The persons manning these saloons were very talkative and always had something to discuss with their customers.  Some of them were remarkably well informed about the current affairs as well as epics and literature.  The topic they used to choose for discussion depended on their own knowledge and understanding of the customer.  It used to be Cinema or Agriculture for the general customers and more specific topics like Music and Epics for the more educated.  Some of the interesting topics discussed which I can recollect include the criminal case of the famed musician M K Thyagaraja Bhagavatar in Lakshmikantan murder case of 1944 and Belur Srinivasa Iyengar, who was murdered in 1956.  They were well informed about music and were also playing "Naadaswaram", a pipe instrument in functions like marriage etc.  They usually were addicted to drinking and those who did not have this habit made a decent living from their earnings.  They were also respected for their talents in music and one hairdresser I knew in my childhood was refered as Dr. Narasimhaiah in our household.  He was able to talk at length on Saints Purandaradasa and Thyagaraja and quote their compositions with raaga and taala etc.  The honorary doctorate was conferred on him by us, not any University, for his knowledge and the range of topics on which he could indulge in a discussion.  His brother Nagaraj suffered in comparison and was only given an honorary MA degree, due to his lack of knowledge in some areas. 
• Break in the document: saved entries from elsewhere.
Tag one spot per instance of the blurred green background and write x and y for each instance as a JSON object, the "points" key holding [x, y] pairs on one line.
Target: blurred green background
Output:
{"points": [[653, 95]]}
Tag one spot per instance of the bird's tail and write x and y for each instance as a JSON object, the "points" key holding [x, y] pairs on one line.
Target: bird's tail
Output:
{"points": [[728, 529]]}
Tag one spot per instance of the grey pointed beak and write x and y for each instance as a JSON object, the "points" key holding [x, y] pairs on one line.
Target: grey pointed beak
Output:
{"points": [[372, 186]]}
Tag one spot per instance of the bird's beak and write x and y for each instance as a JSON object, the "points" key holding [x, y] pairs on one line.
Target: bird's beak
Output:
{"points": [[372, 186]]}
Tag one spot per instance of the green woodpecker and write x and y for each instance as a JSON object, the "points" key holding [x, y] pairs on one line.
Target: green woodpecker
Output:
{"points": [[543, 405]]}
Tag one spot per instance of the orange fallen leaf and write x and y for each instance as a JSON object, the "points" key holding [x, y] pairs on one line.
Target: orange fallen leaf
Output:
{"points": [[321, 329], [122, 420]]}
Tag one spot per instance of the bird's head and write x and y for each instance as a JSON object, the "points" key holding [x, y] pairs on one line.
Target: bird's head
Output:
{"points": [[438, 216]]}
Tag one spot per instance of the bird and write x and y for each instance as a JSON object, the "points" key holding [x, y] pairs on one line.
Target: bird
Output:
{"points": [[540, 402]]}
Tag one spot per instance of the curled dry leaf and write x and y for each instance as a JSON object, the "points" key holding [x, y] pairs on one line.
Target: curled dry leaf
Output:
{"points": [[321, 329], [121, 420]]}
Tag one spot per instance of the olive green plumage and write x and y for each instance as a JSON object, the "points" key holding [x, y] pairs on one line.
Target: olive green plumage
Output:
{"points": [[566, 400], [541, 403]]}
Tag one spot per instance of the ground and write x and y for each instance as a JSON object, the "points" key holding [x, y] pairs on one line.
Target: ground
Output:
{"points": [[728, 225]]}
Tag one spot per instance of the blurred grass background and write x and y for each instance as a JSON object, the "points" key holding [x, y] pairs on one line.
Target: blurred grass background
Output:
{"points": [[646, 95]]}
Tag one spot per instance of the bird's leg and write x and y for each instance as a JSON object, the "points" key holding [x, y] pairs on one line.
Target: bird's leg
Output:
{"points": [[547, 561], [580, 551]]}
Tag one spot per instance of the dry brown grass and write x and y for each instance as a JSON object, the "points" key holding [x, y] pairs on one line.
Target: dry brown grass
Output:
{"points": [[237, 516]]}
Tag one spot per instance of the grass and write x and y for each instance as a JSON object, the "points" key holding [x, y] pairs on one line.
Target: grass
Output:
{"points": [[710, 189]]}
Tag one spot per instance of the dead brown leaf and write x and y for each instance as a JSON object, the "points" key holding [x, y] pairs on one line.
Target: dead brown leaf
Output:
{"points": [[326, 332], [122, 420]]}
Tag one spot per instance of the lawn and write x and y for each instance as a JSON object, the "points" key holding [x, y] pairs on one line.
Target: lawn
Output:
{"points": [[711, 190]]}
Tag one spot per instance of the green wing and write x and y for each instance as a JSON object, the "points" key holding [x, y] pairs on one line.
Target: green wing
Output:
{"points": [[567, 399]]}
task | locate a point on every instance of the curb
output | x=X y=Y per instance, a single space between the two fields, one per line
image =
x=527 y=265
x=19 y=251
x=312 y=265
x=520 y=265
Today's Saloons have come a long way from those days.  Pictures of different hairstyles on the walls have been replaced by costly paintings.  Old magazines are replaced by fresh supply of dailies in many languages and chic magazines.  Bonsai plants have entered the cutting hall and cactus pots which exited from the outside itself.  Air-conditioning and revolving chairs are the norm now.  Running hot and cold water taps with large washing basins have replaced aluminum cups. The dressers talk less as they are busy watching cricket or football  matches or films in expensive colour TVS. Some of them offer Coffee or Tea as soon as you enter their premises.  They are also ready to get breakfast or lunch if you indicate.  Computer images have replaced printed catalogue of hair styles.  Some of them entertain you only with appointment.  Value added service like Sauna bath and body massaging services are thrown in.  Fresh towels and blades are provided for each customer to aid prevention of AIDS.  Today, there are Saloons ranging from providing basic and pure haircut to catering to luxurious hair styles and life style to those who are interested and capable of affording them.


  1. Also these saloons had radio in morning which broadcast radip Ceylone in which popular song of those days "brindavanadolNandakumaran>>>" used to come.Also later days they used to keep some pepperments for customers to have taste while waiting.Some dignified people were making sure they just read paper an dont touch the peperment

  2. How true it is that we have picked up our reading habits from those barber shops!!! I used to enjoy my hair-cut sessions for the sprinkling of water at the end!